There are several versions of the Urquhart tartan; the School uses the modern one, which is a navy blue and dark green field with one red, two black, and two white stripes. The tartan, in the form of ties and sashes, is worn by our eighth graders on special occasions, like graduation. The School colors are gray and green and were inspired by the sight of present day Castle Urquhart on Loch Ness. The remains of its tall stone tower, assorted walls, and foundations are surrounded by soft green plants. This gray and green expanse, silhouetted against the blue of lake and sky, prompted the school colors of gray and green: gray for the castle's hand-dressed, hand-placed stones, and green for the natural world around them.
Below is a list of the major events and traditions as they occur during the school year.
Grand Friends' Day
Grand Friends' Day, held in the fall, is an opportunity for all students to share their school experience with extended family and friends. The majority of our students invite a grandparent. If a grandparent is not available, we welcome your child’s special adult friend, such as an extended family member, a neighbor, past teacher, or parent.
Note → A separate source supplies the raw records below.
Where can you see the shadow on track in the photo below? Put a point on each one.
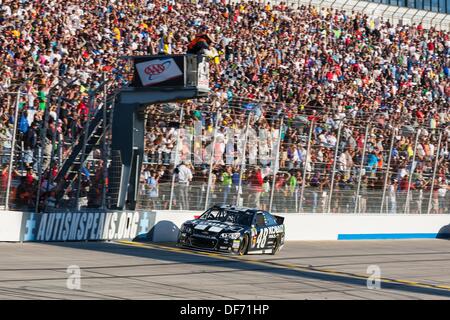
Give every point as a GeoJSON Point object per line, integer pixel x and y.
{"type": "Point", "coordinates": [238, 265]}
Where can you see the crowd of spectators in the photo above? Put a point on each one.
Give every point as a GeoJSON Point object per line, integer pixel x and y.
{"type": "Point", "coordinates": [285, 72]}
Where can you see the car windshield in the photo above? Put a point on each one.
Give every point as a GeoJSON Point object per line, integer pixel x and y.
{"type": "Point", "coordinates": [236, 217]}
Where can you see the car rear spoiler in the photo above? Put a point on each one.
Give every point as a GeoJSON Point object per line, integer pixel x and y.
{"type": "Point", "coordinates": [279, 219]}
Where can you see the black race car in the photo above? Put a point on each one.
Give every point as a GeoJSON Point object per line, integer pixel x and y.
{"type": "Point", "coordinates": [234, 229]}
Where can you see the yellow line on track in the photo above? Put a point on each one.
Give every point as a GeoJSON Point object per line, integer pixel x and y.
{"type": "Point", "coordinates": [276, 264]}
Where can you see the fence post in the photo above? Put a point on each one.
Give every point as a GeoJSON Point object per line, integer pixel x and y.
{"type": "Point", "coordinates": [83, 152]}
{"type": "Point", "coordinates": [177, 150]}
{"type": "Point", "coordinates": [333, 173]}
{"type": "Point", "coordinates": [358, 188]}
{"type": "Point", "coordinates": [406, 210]}
{"type": "Point", "coordinates": [243, 160]}
{"type": "Point", "coordinates": [43, 138]}
{"type": "Point", "coordinates": [276, 165]}
{"type": "Point", "coordinates": [211, 160]}
{"type": "Point", "coordinates": [13, 146]}
{"type": "Point", "coordinates": [52, 153]}
{"type": "Point", "coordinates": [436, 162]}
{"type": "Point", "coordinates": [105, 147]}
{"type": "Point", "coordinates": [308, 151]}
{"type": "Point", "coordinates": [387, 170]}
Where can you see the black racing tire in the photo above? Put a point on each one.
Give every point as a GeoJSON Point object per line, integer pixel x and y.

This day includes a variety of sharing activities, including a morning coffee, classroom visits, and a musical performance. Each student is encouraged to invite at least one grand friend to enjoy this special day. Eighth grade students do not participate in this event; instead, they can use this day to visit secondary schools.
Bread Day takes place on the Tuesday before Thanksgiving as a simple celebration of this culturally prominent and commonly shared food. Families in designated grades are asked to bake or contribute breads from their family heritage. An assembly explores the rich variety of grains that serve as the “staff of life” around the world, focusing on bread as a symbol of world unity and ethnic diversity.
Winter Solstice Assembly
Winter Solstice Assembly celebrates the beginning of the winter season with music, stories, and legends of different cultures. Our Solstice Assembly occurs on the final day before winter break.
May Day is an all-school celebration of spring. Students create flower baskets to share with neighbors, and the eighth graders perform a traditional Maypole Dance.
Evening with the Graduates
Evening with the Graduates occurs the night before graduation. Each eighth grader delivers an original speech about something they have come to believe in deeply. At the end of the evening, the Urquhart tartan and the leadership it symbolizes are passed from the outgoing graduates to the incoming eighth grade in a candlelit ceremony.